したがって、あなた方はアッラーを畏怖しなければならない。それには綱があって、しっかりしめられ、その極めて高尚な先端は傷つかないからである。(善行で)死の苦悶に向かって急げ。近付いてくる前に支度をせよ。最終的な終焉は審判の日なのだから。理解する者には説教としてこれで十分である。知らない者にとっては教訓として十分である。狭苦しい墓場、孤独の苦しみ、来世への通路の恐怖、恐怖の苦悶、(狭い墓の中で)体をよじり、耳が聞こえず、墓の中は真っ暗で、約束の懲罰に恐怖し、墓穴がふさがれてその上に墓石が置かれる、終焉に到達する前に、あなた方は何を思うのか?

故に、アッラーを畏れよ、アッラーを畏れよ。おお、アッラーの被造物よ、この世はいつもと変わらずにあなた方によく振舞っている。あなた方と審判の日は同じ綱につかまっているのだ。その印がやって来たかのように。その抗弁が接近し、あなた方をその通路に立たせたかのように。恐怖の慄きがこちらにやって来て、地面に胸をつけて止まっているかのように。その間に、現世は人びとと別れ、その膝から人びとを降ろした。過ぎ去った月日のように。新しいことは古くなる。太っていた者は痩せ細る。

彼らは狭い場所に、極めて複雑な出来事の中に、火の中に、いる。その苦痛は激しく、泣き叫ぶ声をはりあげ、炎が燃え上がり、音が振動し、耐え難いほどの燃え方で、痛みの和らぎははるか遠い。燃料は燃え盛り、火の脅しはおぞましく、空洞は隠れて見えず、側面は暗く、容器は燃え立ち、このすべては嫌悪感を引き起こさせる。

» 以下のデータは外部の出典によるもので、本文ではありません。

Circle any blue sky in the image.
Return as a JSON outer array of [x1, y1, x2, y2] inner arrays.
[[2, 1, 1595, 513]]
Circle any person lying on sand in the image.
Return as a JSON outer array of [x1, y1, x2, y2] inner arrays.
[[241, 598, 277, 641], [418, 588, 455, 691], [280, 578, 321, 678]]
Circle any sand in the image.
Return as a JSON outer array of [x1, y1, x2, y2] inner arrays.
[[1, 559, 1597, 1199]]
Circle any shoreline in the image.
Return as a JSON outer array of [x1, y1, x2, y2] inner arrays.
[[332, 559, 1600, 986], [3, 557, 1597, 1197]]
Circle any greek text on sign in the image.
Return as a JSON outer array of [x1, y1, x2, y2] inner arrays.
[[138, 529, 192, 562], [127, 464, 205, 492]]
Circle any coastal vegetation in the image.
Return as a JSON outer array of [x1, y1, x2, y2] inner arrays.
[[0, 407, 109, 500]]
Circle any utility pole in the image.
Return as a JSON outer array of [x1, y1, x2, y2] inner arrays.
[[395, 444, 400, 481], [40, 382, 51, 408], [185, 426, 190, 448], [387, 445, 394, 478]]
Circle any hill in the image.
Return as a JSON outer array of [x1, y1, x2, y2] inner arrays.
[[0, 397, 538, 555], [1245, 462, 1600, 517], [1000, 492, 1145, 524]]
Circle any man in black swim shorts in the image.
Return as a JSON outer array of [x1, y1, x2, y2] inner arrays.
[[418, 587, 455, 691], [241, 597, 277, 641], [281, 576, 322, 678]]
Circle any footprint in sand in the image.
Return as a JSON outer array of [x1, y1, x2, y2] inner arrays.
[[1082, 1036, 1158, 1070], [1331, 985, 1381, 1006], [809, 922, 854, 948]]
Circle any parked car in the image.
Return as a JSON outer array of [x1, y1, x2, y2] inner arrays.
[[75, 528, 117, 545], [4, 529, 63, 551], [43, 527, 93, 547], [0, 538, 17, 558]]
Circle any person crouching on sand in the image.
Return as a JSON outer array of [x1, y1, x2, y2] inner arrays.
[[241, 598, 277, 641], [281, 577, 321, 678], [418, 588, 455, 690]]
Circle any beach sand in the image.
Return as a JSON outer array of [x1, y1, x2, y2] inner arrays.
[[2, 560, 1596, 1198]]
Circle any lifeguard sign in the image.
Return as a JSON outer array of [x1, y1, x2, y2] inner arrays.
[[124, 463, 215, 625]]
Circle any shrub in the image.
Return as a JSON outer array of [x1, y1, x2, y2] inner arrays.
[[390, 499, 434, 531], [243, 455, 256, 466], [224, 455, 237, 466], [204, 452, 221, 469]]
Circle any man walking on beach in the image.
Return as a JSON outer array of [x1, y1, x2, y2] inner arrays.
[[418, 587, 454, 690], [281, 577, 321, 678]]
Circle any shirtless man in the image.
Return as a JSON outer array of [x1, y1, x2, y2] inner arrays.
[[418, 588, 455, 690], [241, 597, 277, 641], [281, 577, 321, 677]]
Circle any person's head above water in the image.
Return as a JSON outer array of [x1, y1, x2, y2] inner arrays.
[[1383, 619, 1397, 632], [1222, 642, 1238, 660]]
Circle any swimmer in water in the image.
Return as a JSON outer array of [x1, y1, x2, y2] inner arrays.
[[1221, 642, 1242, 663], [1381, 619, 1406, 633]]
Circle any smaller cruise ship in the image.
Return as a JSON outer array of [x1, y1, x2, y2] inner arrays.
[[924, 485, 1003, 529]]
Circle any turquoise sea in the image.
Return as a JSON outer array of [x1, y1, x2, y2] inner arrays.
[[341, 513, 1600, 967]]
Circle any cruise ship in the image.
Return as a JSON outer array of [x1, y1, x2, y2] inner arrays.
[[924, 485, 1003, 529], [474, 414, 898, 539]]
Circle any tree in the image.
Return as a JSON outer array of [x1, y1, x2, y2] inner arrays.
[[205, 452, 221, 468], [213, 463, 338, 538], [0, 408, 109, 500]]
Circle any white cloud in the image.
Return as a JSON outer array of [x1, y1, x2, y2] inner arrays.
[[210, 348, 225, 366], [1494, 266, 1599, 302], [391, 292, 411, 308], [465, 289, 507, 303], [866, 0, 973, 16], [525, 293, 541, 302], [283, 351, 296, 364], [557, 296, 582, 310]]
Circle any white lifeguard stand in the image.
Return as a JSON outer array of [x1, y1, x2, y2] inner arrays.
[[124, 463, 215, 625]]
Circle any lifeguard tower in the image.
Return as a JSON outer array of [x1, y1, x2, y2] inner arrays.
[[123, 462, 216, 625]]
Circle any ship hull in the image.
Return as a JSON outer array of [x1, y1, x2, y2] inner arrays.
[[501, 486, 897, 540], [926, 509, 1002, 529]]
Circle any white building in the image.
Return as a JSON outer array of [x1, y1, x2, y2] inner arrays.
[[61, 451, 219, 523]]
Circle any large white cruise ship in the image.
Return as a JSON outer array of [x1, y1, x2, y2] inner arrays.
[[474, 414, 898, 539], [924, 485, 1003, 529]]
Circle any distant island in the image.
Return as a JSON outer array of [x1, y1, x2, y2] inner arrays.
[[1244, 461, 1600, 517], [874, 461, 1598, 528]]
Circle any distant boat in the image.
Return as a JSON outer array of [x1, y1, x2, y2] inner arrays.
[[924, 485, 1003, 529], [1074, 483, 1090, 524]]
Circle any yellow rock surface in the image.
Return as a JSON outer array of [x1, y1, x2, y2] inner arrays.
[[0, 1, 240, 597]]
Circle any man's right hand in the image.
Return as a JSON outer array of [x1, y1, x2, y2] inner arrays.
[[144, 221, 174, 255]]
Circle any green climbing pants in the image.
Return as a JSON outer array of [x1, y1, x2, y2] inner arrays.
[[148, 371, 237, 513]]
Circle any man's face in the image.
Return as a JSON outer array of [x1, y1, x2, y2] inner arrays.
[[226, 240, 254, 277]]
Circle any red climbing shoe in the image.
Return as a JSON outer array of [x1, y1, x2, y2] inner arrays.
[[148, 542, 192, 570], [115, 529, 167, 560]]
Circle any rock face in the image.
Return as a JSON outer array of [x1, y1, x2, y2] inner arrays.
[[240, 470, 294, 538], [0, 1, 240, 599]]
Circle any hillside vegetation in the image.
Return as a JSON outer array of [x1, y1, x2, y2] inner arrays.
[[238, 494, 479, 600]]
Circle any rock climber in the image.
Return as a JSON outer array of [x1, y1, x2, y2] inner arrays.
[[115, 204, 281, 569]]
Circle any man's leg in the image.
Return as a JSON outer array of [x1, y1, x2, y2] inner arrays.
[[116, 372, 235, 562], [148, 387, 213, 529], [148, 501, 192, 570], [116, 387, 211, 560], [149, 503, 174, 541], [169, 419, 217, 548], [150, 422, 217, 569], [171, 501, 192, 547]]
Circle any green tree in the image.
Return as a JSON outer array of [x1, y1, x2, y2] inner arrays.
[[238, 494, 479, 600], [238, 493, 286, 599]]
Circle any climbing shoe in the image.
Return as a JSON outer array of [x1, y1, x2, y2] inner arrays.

  かれらの主を畏れたものは、集団をなして楽園に駆られる…… (聖クルアーン39章73節)

彼らは懲罰から安全である。処罰から離れ、火から遠ざけられている。彼らの住処は平安で、かれらが望んだことに、また留まる場所に満足である。彼らはこの世での行いが清らかな人びとで、目には涙があふれており、彼らの夜は畏怖と悔悟を求めるので昼間のようであり、昼間は孤独と孤立で夜のようであった。それでアッラーは天国を彼らの帰り所となさり、その報酬とされた。永遠の領域、絶えることのない御好意の中で「かれらがその(安らぎに)値し、またそれを受け取るため……(聖クルアーン48章26節)」

おお、アッラーの被造物よ、それゆえに、成功することのすべてを注意深く考慮し、損失することを無視し、あなた方の善行を手段にして死に向かって急げ。あなた方は過去の行いに縛られるからである。先送りしたもの(善行)のみがあなた方の貸付となる。恐れている出来事(死)があなたの許にやって来たかのごとく振る舞いなさい。(善行するために)戻ることはできず、悪行を取り消すことはできないので。アッラーが我々とあなた方をかれと預言者への服従に駆り立てられますように。そして、かれの偉大なる御慈悲で御赦しになりますように。

地上で最後までやり遂げ、試練には忍耐強くあれ。舌を好んだ後で手と剣を動かすな。
アッラーが急ぐよう求められなかったことに急いではならない。あなた方の中でアッラーの権利を知り、預言者とその家の人びとの権利に関しての知識を持って自分の床で死んだ者はみな殉教者として死ぬ。その人の報酬はアッラーの義務なのである。その人はやろうと意図した善行にも報われる。彼の意図は剣を抜く行為の代りとなるからである。誠に、すべてのことには時があり、限度がある。